This article originally appeared in The Australian Financial Review.
There is a rising tide of protectionism worldwide. For Australians its most immediate manifestation is Donald Trump’s in-your-face “America First” approach, which has seen the US withdraw from and rewrite bilateral and multilateral trade agreements, or threaten to do so. It has also seen the imposition of tariffs on $250 billion worth of imports from China, culminating in a looming trade war. Brexit and European populist movements stand as other prominent examples of this trend.
China is another example.
At the World Economic Forum in Davos in January 2017, shortly before Trump took office, Chinese President Xi Jinping touted the benefits of “economic globalisation” and stated, “China will keep its door wide open and not close it”. He said, “An open door allows both other countries to access the Chinese market and China itself to integrate with the world”. Xi claimed China would “enable the market to play a decisive role in resources allocation”.
At the time, some applauded his speech, and considered it evidence that China would be taking the mantle of global trade leadership; that it represented an antidote to Trump’s disdain for free trade and open markets.
The reality, of course, is much more complicated.
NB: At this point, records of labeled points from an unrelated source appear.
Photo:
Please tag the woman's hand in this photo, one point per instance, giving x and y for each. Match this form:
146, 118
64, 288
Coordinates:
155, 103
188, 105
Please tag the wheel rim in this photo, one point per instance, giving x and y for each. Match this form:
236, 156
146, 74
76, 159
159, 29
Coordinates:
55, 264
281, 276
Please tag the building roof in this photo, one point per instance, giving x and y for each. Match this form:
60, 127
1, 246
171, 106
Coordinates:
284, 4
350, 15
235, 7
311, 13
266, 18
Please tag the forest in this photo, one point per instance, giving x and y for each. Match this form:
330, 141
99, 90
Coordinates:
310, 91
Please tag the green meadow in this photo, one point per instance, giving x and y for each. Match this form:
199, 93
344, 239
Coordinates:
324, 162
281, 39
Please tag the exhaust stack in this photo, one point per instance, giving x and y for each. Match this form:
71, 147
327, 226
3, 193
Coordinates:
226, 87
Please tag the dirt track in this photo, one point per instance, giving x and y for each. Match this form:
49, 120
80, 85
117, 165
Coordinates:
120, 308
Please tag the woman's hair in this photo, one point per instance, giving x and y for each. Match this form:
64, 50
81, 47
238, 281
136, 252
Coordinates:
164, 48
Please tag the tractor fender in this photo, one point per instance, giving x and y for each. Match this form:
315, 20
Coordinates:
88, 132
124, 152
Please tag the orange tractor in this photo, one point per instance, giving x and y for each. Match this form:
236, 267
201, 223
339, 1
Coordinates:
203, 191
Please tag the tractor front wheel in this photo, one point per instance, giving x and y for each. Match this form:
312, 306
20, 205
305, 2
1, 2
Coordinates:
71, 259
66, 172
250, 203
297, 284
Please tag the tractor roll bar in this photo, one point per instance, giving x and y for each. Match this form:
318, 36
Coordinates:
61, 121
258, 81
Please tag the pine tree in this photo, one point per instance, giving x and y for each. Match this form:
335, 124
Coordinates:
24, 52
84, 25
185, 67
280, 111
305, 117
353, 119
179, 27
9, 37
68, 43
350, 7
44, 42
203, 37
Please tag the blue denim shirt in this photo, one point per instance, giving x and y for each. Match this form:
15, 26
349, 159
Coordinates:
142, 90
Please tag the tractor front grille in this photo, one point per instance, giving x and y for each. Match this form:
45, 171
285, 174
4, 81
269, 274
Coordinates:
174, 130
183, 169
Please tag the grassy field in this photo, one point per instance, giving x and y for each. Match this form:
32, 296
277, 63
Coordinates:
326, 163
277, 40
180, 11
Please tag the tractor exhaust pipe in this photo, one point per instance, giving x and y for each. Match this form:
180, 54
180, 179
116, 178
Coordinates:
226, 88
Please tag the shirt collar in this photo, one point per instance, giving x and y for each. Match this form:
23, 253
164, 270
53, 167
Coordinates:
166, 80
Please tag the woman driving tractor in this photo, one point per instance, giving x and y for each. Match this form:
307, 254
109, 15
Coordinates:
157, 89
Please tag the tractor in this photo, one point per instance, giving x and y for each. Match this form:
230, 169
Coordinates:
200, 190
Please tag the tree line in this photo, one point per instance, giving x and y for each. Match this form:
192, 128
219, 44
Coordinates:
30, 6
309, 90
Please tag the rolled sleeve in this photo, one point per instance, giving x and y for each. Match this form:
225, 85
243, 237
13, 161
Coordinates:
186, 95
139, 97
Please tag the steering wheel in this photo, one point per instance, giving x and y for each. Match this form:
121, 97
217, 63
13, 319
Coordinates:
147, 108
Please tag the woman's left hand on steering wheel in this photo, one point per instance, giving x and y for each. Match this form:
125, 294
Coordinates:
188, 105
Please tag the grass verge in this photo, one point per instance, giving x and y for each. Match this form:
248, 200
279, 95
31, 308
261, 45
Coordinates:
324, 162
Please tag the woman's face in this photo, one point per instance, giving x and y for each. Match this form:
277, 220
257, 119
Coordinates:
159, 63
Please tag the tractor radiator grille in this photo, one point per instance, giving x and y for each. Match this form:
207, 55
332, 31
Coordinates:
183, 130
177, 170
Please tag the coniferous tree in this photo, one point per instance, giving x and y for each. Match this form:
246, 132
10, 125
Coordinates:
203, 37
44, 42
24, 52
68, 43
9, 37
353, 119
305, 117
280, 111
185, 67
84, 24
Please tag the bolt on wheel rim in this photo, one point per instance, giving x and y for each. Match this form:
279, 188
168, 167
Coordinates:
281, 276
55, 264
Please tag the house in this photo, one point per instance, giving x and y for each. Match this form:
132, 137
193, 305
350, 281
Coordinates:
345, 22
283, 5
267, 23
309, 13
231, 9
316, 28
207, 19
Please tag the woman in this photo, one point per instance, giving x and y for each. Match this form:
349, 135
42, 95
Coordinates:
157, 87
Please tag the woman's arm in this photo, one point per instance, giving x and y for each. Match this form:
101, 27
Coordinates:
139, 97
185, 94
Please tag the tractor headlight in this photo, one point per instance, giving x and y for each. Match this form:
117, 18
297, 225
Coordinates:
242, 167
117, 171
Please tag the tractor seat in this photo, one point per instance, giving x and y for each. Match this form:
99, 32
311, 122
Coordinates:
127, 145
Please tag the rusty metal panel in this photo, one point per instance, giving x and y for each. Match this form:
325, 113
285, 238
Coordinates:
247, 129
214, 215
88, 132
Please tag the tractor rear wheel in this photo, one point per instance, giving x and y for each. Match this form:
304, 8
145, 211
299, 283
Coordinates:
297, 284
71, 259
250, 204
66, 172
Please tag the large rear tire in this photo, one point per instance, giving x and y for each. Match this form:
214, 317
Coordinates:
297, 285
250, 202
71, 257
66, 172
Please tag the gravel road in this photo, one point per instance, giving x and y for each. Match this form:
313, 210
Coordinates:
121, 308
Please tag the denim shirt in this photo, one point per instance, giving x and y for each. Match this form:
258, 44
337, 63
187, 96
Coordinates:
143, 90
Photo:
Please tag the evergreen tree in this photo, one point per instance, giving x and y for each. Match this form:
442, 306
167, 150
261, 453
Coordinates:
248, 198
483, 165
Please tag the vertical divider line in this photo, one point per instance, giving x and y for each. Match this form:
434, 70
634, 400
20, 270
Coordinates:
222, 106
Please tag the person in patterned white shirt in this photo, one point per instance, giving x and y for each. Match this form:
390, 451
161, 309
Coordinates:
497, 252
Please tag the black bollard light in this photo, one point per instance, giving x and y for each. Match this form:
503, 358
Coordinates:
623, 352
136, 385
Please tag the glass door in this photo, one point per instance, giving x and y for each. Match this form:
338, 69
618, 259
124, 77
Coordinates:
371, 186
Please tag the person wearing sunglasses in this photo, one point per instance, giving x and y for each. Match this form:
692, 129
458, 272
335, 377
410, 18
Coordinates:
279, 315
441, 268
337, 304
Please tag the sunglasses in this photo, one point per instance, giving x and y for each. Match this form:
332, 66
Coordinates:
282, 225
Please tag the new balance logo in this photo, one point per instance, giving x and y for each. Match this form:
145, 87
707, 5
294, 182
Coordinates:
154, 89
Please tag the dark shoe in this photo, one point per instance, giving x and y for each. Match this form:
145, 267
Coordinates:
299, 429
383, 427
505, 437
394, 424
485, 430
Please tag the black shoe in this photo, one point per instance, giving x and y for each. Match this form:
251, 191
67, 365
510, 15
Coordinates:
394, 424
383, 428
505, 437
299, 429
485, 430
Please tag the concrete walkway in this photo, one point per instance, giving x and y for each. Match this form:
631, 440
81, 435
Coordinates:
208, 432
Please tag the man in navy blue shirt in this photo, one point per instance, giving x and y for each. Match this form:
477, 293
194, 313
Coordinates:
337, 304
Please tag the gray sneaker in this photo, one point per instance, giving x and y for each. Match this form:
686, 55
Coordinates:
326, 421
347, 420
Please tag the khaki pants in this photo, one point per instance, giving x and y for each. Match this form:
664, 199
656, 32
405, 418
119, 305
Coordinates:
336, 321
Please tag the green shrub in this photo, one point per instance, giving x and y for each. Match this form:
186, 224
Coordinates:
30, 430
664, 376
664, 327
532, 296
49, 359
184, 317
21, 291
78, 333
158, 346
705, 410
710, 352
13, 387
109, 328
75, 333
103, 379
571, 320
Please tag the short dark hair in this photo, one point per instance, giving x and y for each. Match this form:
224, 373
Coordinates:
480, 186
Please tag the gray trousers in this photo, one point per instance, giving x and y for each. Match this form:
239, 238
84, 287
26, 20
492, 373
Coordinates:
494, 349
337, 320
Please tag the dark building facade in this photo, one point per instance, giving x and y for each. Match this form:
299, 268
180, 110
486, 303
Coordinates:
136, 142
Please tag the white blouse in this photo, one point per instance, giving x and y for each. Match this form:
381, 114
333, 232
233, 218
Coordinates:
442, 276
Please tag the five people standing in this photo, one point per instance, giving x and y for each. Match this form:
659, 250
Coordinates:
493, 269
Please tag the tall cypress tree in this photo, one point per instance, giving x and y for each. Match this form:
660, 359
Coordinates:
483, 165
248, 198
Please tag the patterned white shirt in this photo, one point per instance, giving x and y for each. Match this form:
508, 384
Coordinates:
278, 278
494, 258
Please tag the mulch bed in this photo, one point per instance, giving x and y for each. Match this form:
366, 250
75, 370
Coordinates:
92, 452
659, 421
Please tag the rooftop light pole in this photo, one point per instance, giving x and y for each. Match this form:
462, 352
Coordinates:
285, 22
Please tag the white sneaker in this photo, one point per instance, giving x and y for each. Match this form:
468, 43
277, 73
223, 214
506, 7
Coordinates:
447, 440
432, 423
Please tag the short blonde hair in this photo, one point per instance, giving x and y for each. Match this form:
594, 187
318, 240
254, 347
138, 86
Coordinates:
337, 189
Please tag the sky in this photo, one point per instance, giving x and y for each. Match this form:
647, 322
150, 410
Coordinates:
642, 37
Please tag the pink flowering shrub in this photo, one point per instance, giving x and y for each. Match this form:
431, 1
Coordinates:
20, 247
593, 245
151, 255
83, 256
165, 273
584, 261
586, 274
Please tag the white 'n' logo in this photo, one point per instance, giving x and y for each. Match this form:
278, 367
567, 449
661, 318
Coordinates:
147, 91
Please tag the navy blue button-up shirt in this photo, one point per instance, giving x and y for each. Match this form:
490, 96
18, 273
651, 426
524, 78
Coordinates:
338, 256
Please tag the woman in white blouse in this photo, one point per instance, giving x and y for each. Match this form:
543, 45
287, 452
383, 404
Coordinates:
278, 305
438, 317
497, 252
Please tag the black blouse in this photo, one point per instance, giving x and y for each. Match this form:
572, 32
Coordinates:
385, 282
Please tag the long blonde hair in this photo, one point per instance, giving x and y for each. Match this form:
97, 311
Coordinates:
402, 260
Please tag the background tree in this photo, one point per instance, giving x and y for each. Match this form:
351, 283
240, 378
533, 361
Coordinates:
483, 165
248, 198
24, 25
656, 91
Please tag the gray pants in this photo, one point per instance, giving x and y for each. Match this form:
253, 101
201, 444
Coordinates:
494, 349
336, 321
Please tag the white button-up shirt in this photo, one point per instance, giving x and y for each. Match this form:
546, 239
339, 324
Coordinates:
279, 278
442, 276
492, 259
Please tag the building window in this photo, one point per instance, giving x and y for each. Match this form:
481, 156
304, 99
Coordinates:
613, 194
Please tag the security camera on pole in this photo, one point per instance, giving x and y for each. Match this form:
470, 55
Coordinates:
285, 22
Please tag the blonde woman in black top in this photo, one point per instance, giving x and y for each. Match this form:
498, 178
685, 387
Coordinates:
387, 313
This year marks the 40th anniversary of the beginning of “reform and opening up” in China. Introduced in 1978 – just two years after Mao’s death and the end of the Cultural Revolution – it enabled participation of private enterprise. The policy ultimately led to China’s emergence as an economic powerhouse, which in 2011 became the world’s second largest economy. This was an achievement previously unimaginable for a purportedly socialist country.
Since reform and opening up, the Chinese government has proclaimed its commitment to openness and fairness, while continuing to implement protectionist policies. Under Xi, China is becoming less, not more, open – both economically and politically. But now, in contrast to Xi’s speech at Davos, less is being said to mask this.
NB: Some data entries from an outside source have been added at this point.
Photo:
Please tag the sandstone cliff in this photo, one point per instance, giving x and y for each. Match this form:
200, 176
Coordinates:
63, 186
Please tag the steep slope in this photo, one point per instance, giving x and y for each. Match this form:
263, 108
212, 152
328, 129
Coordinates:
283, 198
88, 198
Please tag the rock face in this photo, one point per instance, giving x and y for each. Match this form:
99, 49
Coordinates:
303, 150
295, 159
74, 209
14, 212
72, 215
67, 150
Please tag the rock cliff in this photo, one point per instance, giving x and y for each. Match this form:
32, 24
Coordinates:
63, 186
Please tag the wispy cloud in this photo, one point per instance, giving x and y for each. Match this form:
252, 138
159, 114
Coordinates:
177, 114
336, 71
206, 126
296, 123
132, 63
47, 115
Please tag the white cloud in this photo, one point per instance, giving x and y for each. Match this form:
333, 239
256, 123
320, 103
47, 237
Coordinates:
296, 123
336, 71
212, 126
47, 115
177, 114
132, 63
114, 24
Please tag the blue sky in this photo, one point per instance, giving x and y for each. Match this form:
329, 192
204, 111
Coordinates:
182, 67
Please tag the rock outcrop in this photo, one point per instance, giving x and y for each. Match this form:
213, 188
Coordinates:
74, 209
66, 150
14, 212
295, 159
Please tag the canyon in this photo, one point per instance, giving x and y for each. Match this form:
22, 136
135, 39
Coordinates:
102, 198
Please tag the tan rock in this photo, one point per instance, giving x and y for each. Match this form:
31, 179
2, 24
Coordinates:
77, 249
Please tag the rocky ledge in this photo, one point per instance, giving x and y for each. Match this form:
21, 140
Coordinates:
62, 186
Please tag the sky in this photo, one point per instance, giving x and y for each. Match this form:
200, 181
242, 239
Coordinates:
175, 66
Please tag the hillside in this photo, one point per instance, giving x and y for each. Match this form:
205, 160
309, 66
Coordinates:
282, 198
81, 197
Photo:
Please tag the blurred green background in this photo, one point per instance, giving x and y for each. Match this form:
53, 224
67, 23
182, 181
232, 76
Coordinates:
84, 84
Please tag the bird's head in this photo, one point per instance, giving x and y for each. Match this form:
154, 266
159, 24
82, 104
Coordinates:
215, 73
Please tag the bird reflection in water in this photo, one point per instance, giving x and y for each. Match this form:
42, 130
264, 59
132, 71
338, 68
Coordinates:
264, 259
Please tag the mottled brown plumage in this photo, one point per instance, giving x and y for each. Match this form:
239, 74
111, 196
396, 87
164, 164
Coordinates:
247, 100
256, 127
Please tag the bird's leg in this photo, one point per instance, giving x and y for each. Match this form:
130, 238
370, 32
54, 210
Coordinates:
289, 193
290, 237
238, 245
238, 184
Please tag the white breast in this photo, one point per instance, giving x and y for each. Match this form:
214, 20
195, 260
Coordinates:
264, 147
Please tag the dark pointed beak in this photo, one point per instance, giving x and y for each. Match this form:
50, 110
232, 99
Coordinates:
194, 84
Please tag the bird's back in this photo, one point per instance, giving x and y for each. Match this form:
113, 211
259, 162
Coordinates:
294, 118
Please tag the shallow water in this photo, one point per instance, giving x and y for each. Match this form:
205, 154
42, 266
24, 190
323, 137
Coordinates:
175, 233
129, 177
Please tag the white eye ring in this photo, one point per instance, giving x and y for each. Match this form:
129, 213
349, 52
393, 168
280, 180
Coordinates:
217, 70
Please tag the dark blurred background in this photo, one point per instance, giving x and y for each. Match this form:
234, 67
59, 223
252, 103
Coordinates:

The image and narrative of reform are changing.
On previous anniversaries of the policy, Deng Xiaoping, who was instrumental to the policy, had been depicted at the forefront. This year, official coverage muted Deng’s contribution. The National Museum of Art’s special exhibition effectively rewrote history by portraying President Xi and his father, Xi Zhongxun as great contributors to the process of economic reform and liberalisation, with Deng playing a secondary role.
Recently, in language reminiscent of the Mao era, President Xi has reinvigorated calls for “self-reliance”, claiming that “unilateralism” – presumably a reference to US tariffs – “has forced China” to follow this path. But, he added, “This is not a bad thing”. Xi has publicly cautioned against criticism of state-owned enterprises (SOEs), and stated that SOEs should “become stronger, better, and larger”.
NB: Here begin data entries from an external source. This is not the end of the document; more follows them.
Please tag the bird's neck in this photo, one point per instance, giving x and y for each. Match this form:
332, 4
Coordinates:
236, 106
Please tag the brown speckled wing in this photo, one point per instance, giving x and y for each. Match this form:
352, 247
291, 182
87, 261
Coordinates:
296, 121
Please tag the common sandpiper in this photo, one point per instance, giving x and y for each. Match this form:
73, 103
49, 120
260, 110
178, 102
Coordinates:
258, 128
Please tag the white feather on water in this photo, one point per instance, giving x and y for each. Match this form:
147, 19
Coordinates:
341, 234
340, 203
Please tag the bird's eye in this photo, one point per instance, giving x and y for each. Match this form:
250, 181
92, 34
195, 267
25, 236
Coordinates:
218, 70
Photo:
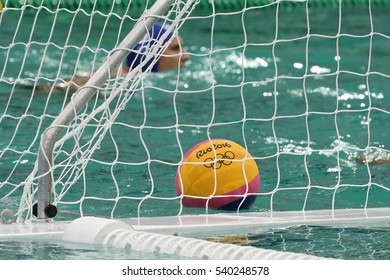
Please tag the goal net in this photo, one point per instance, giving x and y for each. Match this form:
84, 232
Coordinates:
300, 85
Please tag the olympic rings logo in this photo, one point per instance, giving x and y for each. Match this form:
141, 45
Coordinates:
219, 160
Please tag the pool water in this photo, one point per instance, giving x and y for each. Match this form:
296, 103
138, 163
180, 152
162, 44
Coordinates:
304, 108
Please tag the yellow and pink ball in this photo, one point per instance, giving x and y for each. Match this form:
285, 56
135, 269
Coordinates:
219, 174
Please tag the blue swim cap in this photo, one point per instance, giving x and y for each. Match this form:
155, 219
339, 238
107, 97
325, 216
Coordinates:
137, 56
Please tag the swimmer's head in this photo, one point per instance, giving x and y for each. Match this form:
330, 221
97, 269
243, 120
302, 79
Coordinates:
138, 56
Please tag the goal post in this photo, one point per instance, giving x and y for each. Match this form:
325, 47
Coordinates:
301, 91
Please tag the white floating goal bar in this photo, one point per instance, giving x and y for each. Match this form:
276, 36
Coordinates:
112, 233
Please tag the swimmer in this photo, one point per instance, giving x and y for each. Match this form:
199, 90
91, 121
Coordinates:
374, 158
173, 57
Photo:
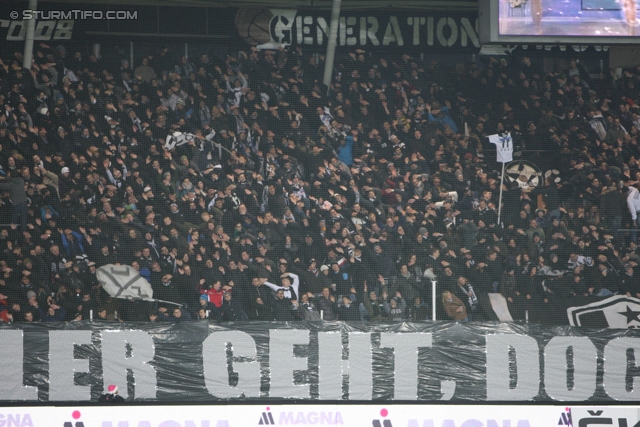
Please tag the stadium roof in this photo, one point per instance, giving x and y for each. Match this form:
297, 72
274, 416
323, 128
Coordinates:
315, 4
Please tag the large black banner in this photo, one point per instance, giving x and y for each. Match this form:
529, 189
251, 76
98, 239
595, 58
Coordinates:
267, 27
365, 29
322, 361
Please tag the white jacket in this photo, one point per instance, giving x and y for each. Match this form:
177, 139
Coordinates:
633, 202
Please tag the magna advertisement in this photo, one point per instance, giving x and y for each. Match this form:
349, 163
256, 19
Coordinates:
326, 415
193, 362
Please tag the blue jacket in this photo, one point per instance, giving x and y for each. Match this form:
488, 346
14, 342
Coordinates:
345, 152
This represents part of a broader debate on the role of private enterprise in China’s economy. Several commentators and Communist Party officials have supported the view that “China’s private sector has already done its job in aiding the development of the state economy, and it should now leave the stage”.
It’s little wonder the private sector feels squeezed out.
When it comes to foreign investment, China is among most restrictive economies according to the OECD’s FDI Regulatory Restrictiveness Index. In a US-China Business Council survey released last month, US companies operating in China continue to cite preferential treatment for domestic companies among their top concerns.
The “Made in China 2025” policy, introduced in 2015 by the Chinese government as part of an effort to increase the country’s international competitiveness in cutting-edge technology, has raised some pertinent questions. Many foreign companies and governments suspect the policy is not simply intended to make China more competitive and innovative in industries such as information technology, robotics and aeronautics, but to monopolise global supply chains in these areas through unfair means.
Some companies surveyed for a 2018 report by the EU Chamber of Commerce in China said they saw opportunities in the policy. However, 43 per cent had seen increased discrimination under the initiative. Forty-eight per cent claimed it was more difficult to do business in China in 2017 than 2016.
Just last week, fresh concerns were raised when the Ministry of Public Security announced a new cybersecurity regulation enabling authorities to inspect internet providers and businesses and copy information they decide, in broad terms, “may endanger national security, public safety and social order”. This came one day after Bloomberg released a report claiming that China’s People’s Liberation Army (PLA) had in 2015 planted tiny microchips in motherboards of servers used by dozens of US companies, including Apple and Amazon, and several government agencies. If true, this would give the PLA access to corporate secrets and sensitive, perhaps even classified, government data.
The door does not look “wide open” as Xi claimed at Davos; it is in fact slowly closing. While this process began before President Trump entered the scene, the push of a US-China trade war could end up slamming it closed.